Daniel Prentice, Michelle L. Pantoya, Brady Clapsaddle

Journal of Physical Chemistry B, v 109, n 43, p 20180-20185 (2005)

Making solid energetic materials requires the physical mixing of solid fuels and oxidizers or the incorporation of fuel and oxidizing moieties into a single molecule. The former are referred to as composite energetic materials (i.e., thermites, propellants, pyrotechnics) and the latter are deemed monomolecular energetic materials (i.e., explosives). Mass diffusion between the fuel and oxidizer is the rate controlling step for composite reactions while bond breaking and chemical kinetics control monomolecular reactions. Although composites have higher energy densities than monomolecular species, they release that energy over a longer period of time because diffusion controlled reactions are considerably slower than chemistry controlled reactions. Conversely, monomolecular species exhibit greater power due to more rapid kinetics than physically mixed energetics.

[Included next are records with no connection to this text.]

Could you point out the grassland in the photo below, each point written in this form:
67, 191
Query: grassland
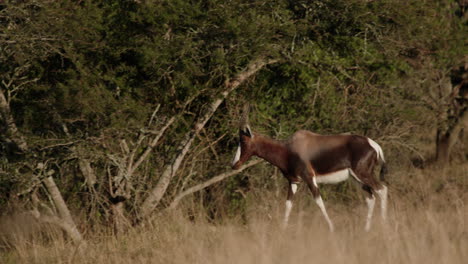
427, 224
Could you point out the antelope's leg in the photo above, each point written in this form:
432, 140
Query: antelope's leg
291, 191
370, 205
309, 178
383, 193
319, 202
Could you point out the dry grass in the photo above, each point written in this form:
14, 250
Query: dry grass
426, 225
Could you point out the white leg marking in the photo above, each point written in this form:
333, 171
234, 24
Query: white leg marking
294, 188
237, 156
334, 177
370, 205
319, 202
377, 148
383, 193
286, 213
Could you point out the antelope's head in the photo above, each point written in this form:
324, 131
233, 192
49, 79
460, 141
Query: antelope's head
245, 148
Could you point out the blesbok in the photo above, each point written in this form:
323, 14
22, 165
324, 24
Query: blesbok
314, 159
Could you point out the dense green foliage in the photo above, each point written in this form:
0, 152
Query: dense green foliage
83, 79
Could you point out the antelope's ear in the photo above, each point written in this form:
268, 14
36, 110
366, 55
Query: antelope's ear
246, 131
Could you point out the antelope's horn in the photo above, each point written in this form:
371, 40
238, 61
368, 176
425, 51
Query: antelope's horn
244, 122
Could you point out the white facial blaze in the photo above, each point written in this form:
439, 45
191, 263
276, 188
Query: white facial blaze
286, 213
237, 156
370, 205
294, 188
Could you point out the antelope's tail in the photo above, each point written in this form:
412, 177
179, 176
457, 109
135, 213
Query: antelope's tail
383, 171
380, 157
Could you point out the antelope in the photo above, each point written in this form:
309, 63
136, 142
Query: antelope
317, 159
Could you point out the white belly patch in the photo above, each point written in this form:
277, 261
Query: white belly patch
334, 177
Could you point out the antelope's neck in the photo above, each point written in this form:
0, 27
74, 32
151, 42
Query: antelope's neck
273, 151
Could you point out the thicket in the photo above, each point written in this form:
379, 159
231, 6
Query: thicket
123, 105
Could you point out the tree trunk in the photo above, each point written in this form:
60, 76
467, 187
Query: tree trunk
158, 191
11, 134
446, 139
14, 137
65, 218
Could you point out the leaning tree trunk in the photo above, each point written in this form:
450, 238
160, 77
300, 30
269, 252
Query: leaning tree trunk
446, 138
12, 136
156, 194
8, 128
455, 116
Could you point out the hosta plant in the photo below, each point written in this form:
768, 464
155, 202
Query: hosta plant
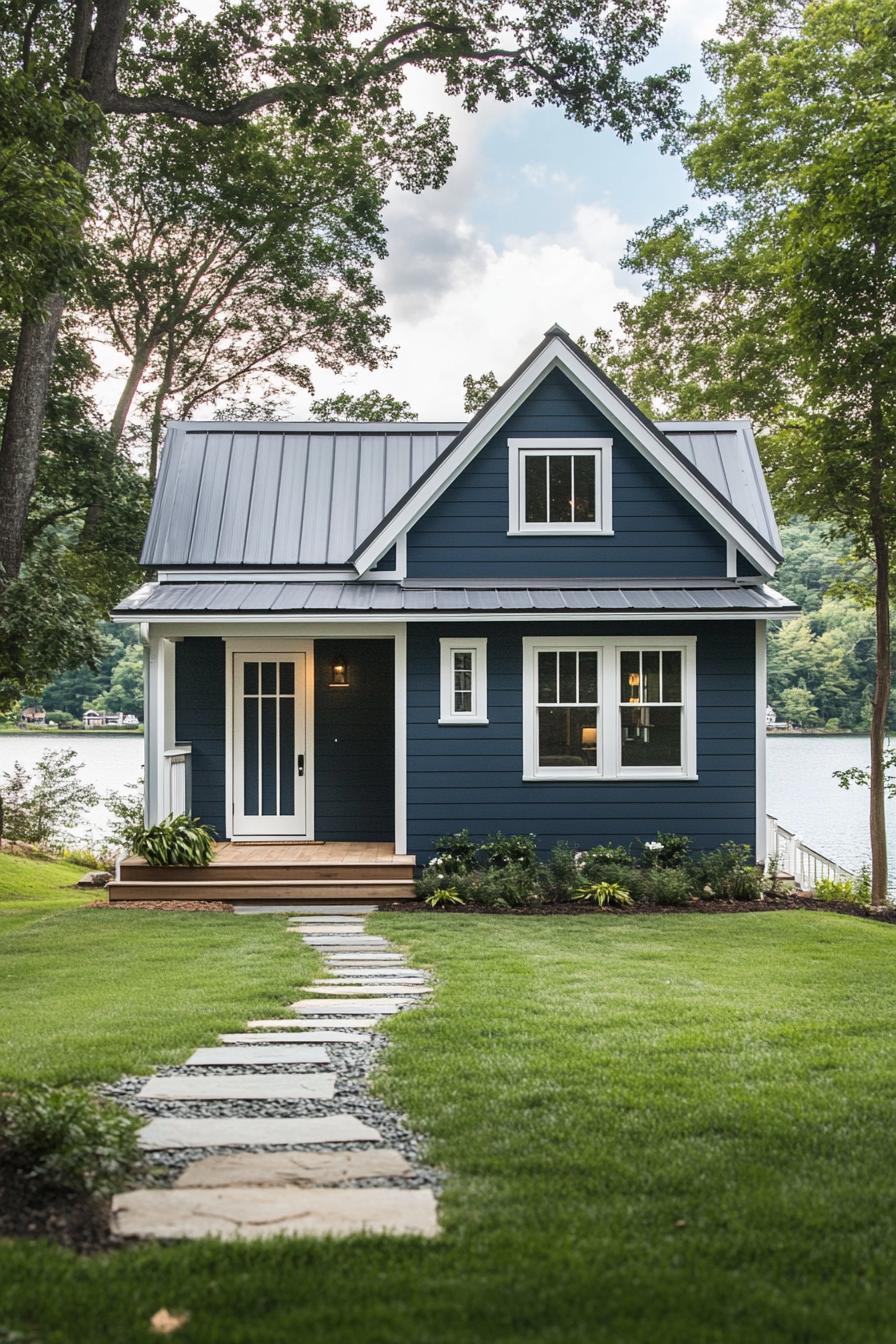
603, 894
176, 842
442, 897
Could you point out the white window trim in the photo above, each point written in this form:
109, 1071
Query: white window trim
607, 766
448, 648
602, 448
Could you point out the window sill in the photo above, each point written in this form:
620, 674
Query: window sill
458, 721
591, 777
562, 530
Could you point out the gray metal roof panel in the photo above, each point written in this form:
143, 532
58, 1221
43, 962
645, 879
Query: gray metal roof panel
310, 493
357, 598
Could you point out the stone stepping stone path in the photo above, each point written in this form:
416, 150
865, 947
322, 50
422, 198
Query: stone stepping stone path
239, 1086
273, 1132
241, 1038
239, 1212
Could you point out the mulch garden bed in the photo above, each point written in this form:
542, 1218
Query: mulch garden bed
699, 907
77, 1222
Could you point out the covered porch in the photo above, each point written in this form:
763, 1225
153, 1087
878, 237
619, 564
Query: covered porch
288, 741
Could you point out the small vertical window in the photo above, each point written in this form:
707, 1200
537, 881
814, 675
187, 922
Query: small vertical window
560, 485
650, 708
464, 682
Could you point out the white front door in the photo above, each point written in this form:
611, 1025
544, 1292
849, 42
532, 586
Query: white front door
269, 734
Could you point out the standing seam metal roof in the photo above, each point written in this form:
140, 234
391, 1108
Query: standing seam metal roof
312, 493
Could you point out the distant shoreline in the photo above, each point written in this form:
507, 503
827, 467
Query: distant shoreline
12, 731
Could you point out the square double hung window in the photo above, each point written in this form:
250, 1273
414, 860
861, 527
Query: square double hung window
560, 485
609, 707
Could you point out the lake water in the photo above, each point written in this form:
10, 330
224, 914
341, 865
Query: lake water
802, 793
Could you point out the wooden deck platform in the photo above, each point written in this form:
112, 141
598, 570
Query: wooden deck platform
333, 870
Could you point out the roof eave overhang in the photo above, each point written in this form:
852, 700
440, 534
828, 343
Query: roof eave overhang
554, 352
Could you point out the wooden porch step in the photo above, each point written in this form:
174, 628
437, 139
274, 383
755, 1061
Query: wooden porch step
400, 870
243, 890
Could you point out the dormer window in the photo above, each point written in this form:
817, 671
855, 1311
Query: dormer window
560, 485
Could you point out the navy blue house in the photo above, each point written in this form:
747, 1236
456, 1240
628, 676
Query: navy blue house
551, 618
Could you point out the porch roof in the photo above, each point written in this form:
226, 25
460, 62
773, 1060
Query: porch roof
289, 597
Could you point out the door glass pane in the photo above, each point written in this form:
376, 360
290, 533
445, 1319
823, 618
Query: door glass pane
587, 678
650, 737
650, 675
269, 751
560, 489
630, 675
568, 688
536, 491
567, 737
250, 751
286, 750
583, 495
547, 678
672, 675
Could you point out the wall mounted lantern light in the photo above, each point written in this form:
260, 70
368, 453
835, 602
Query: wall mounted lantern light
339, 674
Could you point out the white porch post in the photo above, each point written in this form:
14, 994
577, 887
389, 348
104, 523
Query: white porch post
762, 698
400, 739
159, 723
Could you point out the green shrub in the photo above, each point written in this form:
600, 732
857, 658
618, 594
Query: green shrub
454, 852
603, 894
728, 874
500, 887
176, 842
594, 860
559, 878
668, 887
442, 897
666, 851
66, 1139
503, 851
855, 891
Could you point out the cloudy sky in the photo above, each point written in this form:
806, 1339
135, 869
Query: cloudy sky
528, 231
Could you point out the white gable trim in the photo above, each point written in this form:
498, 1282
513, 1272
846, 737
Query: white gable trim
555, 354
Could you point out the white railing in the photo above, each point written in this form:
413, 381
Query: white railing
798, 860
176, 782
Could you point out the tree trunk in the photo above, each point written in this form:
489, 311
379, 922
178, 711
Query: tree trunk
880, 708
26, 407
128, 393
93, 57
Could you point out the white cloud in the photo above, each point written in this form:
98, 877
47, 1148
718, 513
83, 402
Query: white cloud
493, 305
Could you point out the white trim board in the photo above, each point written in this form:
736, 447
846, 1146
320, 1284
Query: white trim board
622, 417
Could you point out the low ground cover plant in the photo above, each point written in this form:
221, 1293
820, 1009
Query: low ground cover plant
176, 842
65, 1139
505, 872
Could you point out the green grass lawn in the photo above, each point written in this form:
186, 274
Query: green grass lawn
31, 889
657, 1129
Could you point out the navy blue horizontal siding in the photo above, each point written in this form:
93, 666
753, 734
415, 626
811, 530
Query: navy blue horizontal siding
355, 742
472, 776
199, 719
656, 531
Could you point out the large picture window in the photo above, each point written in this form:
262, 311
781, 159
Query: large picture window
560, 485
609, 707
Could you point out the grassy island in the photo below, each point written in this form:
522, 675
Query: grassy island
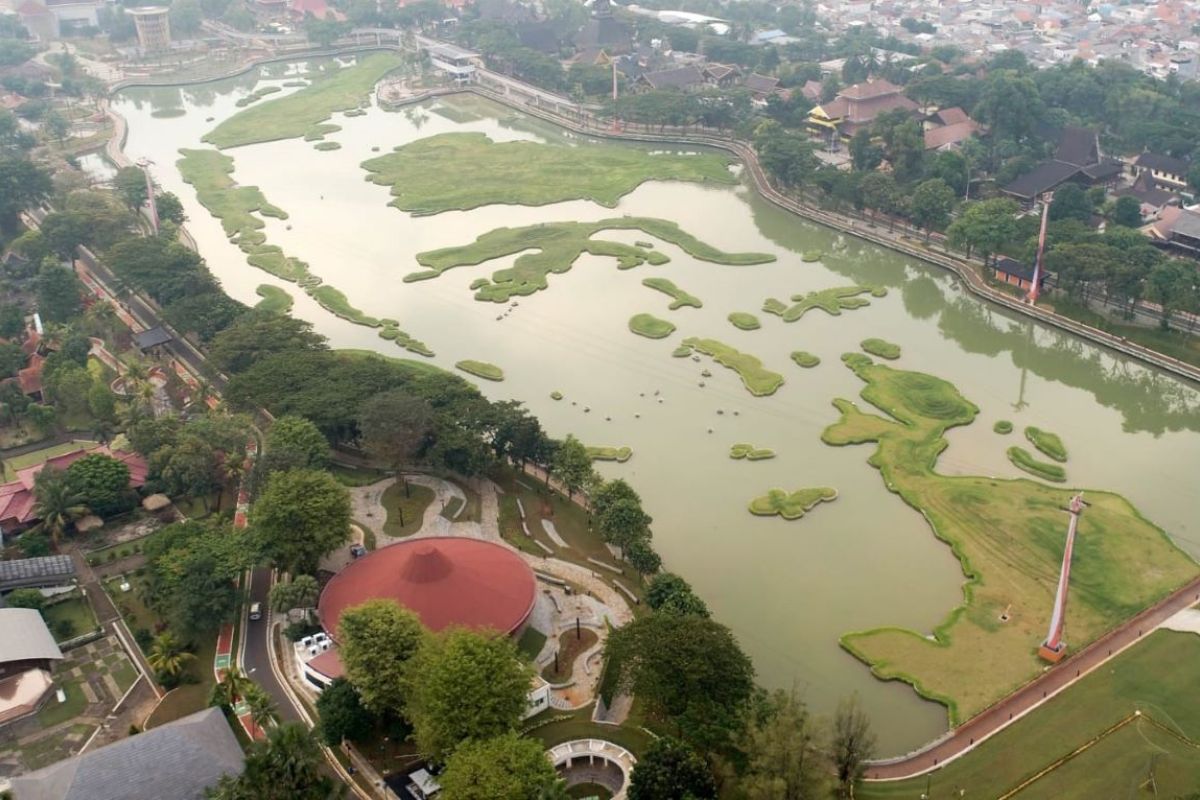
1024, 459
1008, 536
804, 359
749, 452
304, 113
832, 301
558, 245
1049, 444
427, 175
791, 505
619, 455
651, 326
481, 370
756, 378
745, 322
678, 296
881, 348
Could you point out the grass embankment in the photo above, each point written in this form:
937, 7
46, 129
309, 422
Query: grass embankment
678, 296
756, 378
480, 370
1157, 677
791, 505
1049, 444
1008, 536
749, 452
804, 359
240, 210
745, 322
558, 245
305, 112
1024, 459
881, 348
427, 175
274, 299
651, 326
832, 301
603, 452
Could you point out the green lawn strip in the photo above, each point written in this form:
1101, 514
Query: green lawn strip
413, 504
1156, 675
1049, 444
274, 299
750, 452
804, 359
745, 322
557, 246
427, 175
240, 208
610, 453
1024, 459
651, 326
1008, 536
678, 296
881, 348
756, 378
303, 112
832, 301
791, 505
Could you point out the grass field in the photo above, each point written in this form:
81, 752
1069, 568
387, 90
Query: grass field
301, 113
756, 378
1156, 677
426, 175
651, 326
832, 301
1008, 536
678, 296
558, 245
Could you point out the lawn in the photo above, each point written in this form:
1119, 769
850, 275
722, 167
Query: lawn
678, 296
1008, 536
426, 175
412, 505
756, 378
558, 245
1156, 677
303, 113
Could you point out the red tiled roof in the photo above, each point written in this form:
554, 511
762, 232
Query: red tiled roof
444, 581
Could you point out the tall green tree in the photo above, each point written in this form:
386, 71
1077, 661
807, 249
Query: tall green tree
300, 516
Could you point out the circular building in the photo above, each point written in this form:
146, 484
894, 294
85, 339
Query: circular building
444, 581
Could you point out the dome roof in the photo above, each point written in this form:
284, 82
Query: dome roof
444, 581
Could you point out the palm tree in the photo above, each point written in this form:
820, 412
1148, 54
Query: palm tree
167, 655
57, 503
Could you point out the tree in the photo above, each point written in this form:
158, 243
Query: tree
508, 765
342, 714
465, 685
300, 593
670, 594
59, 293
57, 504
671, 770
300, 516
931, 204
1127, 211
785, 758
376, 643
573, 465
103, 483
853, 744
688, 669
301, 438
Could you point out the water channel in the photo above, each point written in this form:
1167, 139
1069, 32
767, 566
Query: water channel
789, 590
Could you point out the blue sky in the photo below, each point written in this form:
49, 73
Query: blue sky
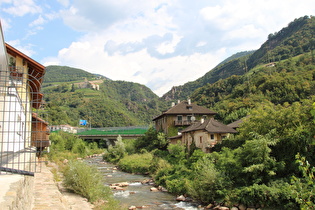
158, 43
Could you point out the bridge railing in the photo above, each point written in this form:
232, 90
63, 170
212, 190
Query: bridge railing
130, 130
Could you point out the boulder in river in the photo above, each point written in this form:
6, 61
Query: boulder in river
121, 184
181, 198
154, 189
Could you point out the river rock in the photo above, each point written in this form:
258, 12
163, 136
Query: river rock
162, 189
181, 198
116, 188
210, 206
121, 184
154, 189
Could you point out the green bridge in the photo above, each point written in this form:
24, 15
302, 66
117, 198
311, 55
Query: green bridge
111, 133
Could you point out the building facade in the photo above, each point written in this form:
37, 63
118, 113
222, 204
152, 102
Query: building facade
180, 116
21, 130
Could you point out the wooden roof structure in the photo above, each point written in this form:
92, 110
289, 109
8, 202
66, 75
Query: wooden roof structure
210, 125
36, 72
186, 108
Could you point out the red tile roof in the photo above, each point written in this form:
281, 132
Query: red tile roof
186, 108
210, 125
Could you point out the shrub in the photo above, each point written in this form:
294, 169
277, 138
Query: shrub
208, 184
275, 196
136, 163
86, 181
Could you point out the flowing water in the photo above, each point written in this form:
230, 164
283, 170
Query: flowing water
137, 194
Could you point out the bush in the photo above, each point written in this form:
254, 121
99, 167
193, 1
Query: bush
86, 181
275, 196
208, 184
136, 163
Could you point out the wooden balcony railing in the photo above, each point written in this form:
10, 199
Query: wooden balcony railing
182, 122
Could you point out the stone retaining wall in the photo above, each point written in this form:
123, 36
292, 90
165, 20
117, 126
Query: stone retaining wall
18, 193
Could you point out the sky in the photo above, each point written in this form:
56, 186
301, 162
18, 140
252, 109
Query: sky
157, 43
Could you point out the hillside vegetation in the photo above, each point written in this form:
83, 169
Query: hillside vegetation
295, 39
116, 103
269, 163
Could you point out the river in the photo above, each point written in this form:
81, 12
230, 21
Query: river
137, 194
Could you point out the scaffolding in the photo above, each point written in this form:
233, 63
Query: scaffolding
24, 132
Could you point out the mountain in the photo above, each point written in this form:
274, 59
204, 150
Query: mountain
292, 40
281, 71
287, 78
72, 94
67, 74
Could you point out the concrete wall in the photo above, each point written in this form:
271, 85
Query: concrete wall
16, 192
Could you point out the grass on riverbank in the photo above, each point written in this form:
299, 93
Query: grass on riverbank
77, 175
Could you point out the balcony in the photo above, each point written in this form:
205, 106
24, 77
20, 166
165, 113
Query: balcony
16, 73
182, 122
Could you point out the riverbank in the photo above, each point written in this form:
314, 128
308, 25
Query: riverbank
47, 194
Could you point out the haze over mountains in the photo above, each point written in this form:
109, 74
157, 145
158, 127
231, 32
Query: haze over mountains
286, 56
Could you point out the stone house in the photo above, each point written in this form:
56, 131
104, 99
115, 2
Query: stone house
205, 134
23, 132
180, 116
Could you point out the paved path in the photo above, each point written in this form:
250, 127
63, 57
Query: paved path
47, 195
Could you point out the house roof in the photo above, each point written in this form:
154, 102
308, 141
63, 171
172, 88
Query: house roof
210, 125
237, 123
186, 108
36, 72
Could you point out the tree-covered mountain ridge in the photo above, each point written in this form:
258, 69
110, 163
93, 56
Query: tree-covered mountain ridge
295, 39
280, 71
114, 103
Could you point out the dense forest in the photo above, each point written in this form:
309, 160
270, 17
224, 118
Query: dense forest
268, 164
295, 39
116, 103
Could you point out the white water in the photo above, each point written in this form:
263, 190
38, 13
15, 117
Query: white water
137, 194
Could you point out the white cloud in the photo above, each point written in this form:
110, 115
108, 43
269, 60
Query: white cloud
39, 21
158, 43
26, 49
22, 7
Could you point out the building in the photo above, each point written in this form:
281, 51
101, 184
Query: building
205, 134
23, 130
180, 116
189, 123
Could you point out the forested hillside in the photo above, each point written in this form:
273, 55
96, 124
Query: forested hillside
116, 103
295, 39
66, 74
269, 163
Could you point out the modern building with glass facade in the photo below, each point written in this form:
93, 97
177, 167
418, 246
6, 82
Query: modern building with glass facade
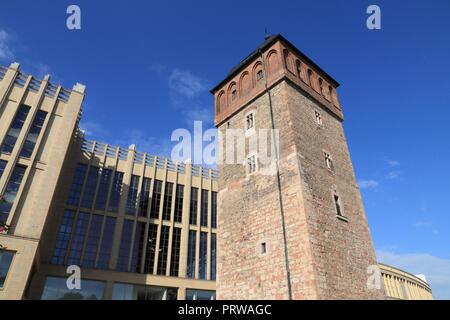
139, 226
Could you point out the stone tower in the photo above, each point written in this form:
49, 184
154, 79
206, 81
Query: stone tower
296, 230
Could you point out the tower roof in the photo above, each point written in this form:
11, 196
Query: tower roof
267, 43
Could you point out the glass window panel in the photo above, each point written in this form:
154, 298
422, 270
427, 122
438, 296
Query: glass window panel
90, 253
15, 128
115, 192
156, 199
132, 195
178, 216
56, 289
125, 246
194, 205
202, 256
106, 245
89, 189
63, 237
139, 239
33, 134
175, 256
213, 255
5, 262
77, 185
151, 247
76, 246
167, 208
103, 188
204, 209
163, 248
11, 192
144, 198
191, 254
192, 294
214, 209
141, 292
2, 167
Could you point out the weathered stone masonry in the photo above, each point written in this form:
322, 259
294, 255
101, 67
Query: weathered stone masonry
328, 254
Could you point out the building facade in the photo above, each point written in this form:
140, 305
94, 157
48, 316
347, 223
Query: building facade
401, 285
138, 226
300, 232
144, 227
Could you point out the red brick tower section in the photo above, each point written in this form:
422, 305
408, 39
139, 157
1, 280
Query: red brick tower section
301, 233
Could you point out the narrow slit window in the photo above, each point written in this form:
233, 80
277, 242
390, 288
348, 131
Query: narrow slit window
328, 161
263, 248
259, 75
249, 121
337, 204
318, 117
251, 164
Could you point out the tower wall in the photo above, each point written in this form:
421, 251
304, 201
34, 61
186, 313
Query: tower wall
326, 252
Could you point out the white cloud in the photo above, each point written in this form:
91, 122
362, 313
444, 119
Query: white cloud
183, 83
5, 47
94, 129
393, 163
198, 114
421, 224
393, 175
367, 184
435, 269
145, 143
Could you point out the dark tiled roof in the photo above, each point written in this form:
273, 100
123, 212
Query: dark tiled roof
268, 42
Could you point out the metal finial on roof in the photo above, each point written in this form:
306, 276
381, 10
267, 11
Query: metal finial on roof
266, 34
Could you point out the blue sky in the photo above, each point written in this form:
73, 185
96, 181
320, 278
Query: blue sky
144, 62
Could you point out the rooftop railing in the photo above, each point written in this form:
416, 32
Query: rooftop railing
35, 84
105, 150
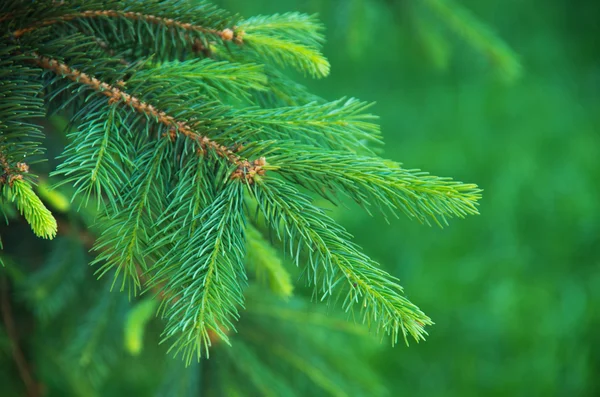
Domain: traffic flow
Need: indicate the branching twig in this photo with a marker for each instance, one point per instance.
(246, 170)
(225, 34)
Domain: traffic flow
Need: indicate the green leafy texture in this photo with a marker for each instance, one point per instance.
(122, 243)
(462, 22)
(342, 124)
(333, 260)
(31, 207)
(210, 78)
(288, 39)
(94, 347)
(95, 161)
(203, 294)
(263, 258)
(135, 325)
(20, 140)
(282, 349)
(374, 181)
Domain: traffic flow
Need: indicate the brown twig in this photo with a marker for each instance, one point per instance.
(33, 388)
(246, 170)
(225, 34)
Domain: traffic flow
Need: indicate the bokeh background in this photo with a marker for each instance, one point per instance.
(514, 292)
(505, 94)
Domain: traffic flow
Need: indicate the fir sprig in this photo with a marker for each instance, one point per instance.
(180, 115)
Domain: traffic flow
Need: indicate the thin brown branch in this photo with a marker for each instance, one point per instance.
(117, 95)
(225, 34)
(32, 387)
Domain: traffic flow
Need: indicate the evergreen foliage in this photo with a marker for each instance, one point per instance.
(188, 147)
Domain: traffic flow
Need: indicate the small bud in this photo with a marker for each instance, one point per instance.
(22, 167)
(227, 34)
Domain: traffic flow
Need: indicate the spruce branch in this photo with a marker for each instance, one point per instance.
(225, 34)
(117, 95)
(334, 261)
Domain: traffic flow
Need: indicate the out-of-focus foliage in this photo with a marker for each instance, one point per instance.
(514, 293)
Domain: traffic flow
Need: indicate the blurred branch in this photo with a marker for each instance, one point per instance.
(33, 388)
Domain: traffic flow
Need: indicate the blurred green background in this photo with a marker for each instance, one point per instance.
(513, 292)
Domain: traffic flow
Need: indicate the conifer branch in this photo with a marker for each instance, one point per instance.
(245, 170)
(225, 34)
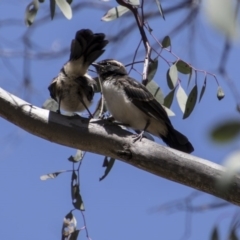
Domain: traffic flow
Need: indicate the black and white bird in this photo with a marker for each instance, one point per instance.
(73, 88)
(132, 104)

Reducing the diffusion distance between fuel and oxidizer species within an energetic composite would enhance the reaction rate. Recent advances in nanotechnology have spurred the development of nano-scale fuel and oxidizer particles that can be combined into a composite and effectively reduce diffusion distances to nano-scale dimensions or less. These nanocomposites have the potential to deliver the best of both worlds: high energy density of the physically mixed composite with the high power of the monomolecular species. Toward this end, researchers at Lawrence Livermore National Laboratory (LLNL) developed nano-particle synthesis techniques, based on sol-gel chemistry, for the production of thermite nanocomposites.